Ptf1a is able to reprogramme miNSCs in vivo to differentiate into three cell types. In our study, we transplanted Ptf1a-tagged miNSCs into the hippocampal region of adult mice, and we analyzed them by immunostaining. Most of the miNSCs developed into neurons that expressed Ptf1A markers, while a few became glial cells and GFAP-positive astrocytes.
In a cell cultures model, the reprogramming capability of Ptf1a had been previously demonstrated. MEFs infected to Dox-inducible Ptf1a viruses generated clusters within six days. MEFs infected by wild-type Ptf1a were able to generate a lot of neurospheres, but they failed to express Sox2, Px6, Nestin, or C-Jun-Factin.
The Ptf1A is a crucial helix/loop/helix protein that is abundant in the pancreas. It prefers to form transcription complexes with E proteins. It is vital in determining the fates of acinar or postmitotic neuronal cell fates and is mediated mainly by downstream genes.
It activates Dll1Notch signaling which controls NSC proliferation. DAPT inhibits neurospheres reprogrammed from Ptf1a. It suggests that the Ptf1a pathway promotes iNSC proliferation through a paracrine mechanism. The Ptf1a/Rbpj compound binds the Dll1 enhancer, triggering transcription of Notch effectors.
This TF helps in the specification, homeostasis, and maintenance of NSCs. It is known that it activates multiple genes in six families. These include Sox2, Pou3f2, as well POU domainTFs. In vivo, Sox2 acts as a central regulator in neurogenesis and has been shown directly to reprogram human Fibroblasts into iNSCs.

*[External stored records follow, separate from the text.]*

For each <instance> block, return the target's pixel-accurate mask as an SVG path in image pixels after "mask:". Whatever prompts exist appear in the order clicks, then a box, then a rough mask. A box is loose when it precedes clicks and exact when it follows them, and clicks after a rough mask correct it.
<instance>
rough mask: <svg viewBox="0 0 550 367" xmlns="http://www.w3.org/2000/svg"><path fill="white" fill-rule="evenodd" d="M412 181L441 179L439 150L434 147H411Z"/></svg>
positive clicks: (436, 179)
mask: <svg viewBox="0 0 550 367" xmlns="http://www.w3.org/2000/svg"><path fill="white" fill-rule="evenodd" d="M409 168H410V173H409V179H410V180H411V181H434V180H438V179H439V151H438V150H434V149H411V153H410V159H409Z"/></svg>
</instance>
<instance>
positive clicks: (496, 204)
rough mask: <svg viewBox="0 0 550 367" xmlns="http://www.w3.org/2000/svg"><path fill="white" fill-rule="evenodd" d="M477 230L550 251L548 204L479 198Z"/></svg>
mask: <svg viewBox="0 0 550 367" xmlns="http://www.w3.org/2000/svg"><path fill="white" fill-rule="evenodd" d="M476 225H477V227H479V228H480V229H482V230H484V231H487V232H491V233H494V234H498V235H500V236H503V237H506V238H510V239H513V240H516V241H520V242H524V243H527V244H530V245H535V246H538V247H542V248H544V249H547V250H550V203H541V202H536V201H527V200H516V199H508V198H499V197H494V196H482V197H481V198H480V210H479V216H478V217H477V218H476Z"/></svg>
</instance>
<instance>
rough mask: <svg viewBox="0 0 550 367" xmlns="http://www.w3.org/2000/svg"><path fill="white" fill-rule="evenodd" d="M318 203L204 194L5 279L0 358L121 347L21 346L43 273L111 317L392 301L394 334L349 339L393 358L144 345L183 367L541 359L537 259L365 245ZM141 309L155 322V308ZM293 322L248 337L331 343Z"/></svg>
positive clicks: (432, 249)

The high mortality rates of pancreatic Cancer are largely due to the late stage of diagnosis. Incidence rates and mortality rates closely correlate. Pancreatic cancer is the seventh leading cause for death in both men and women. Over 330,000 people die each year from the disease. High mortality rates are due to the difficulty of diagnosis and the fact only 10% of patients have localized disease.
The progression of pancreatic ductal adenacarcinoma (PDAC) has been found to be inversely associated with genes related to cortisol. The expression of SMAD4 and TP53 was correlated with the incidence of pancreatic adenocarcinoma. PDAC progression can also be attributed to BRCA2 as well as TP53. However, SERPINA6 has inverse relationships with pancreatic adenocarcinoma-related genes.
The PTF1A transcription factor is important for early pancreatic development. This gene is directly involved the initiation transcription of the Rbpjl Gene. This gene is frequently underexpressed during pancreatitis. Pancreatic cells develop an acute inflammatory response when PTF1a becomes deficient. The inflammatory response in pancreatic cell may also be caused by the downregulation or inhibition of PTF1a transcriptional activity. Further exploration of this gene's regulatory mechanisms is needed to understand how PTF1a regulates the expression of Rbpjl.
PMID: 11318877 by Obata J., et al. p48 subunit of mouse PTF1 binds to RBP-Jkappa/CBF-1, the intracellular mediator of Notch signalling, and is expressed in the neural tube of early stage embryos.
PMID: 11562365 by Rose S.D., et al. The role of PTF1-P48 in pancreatic acinar gene expression.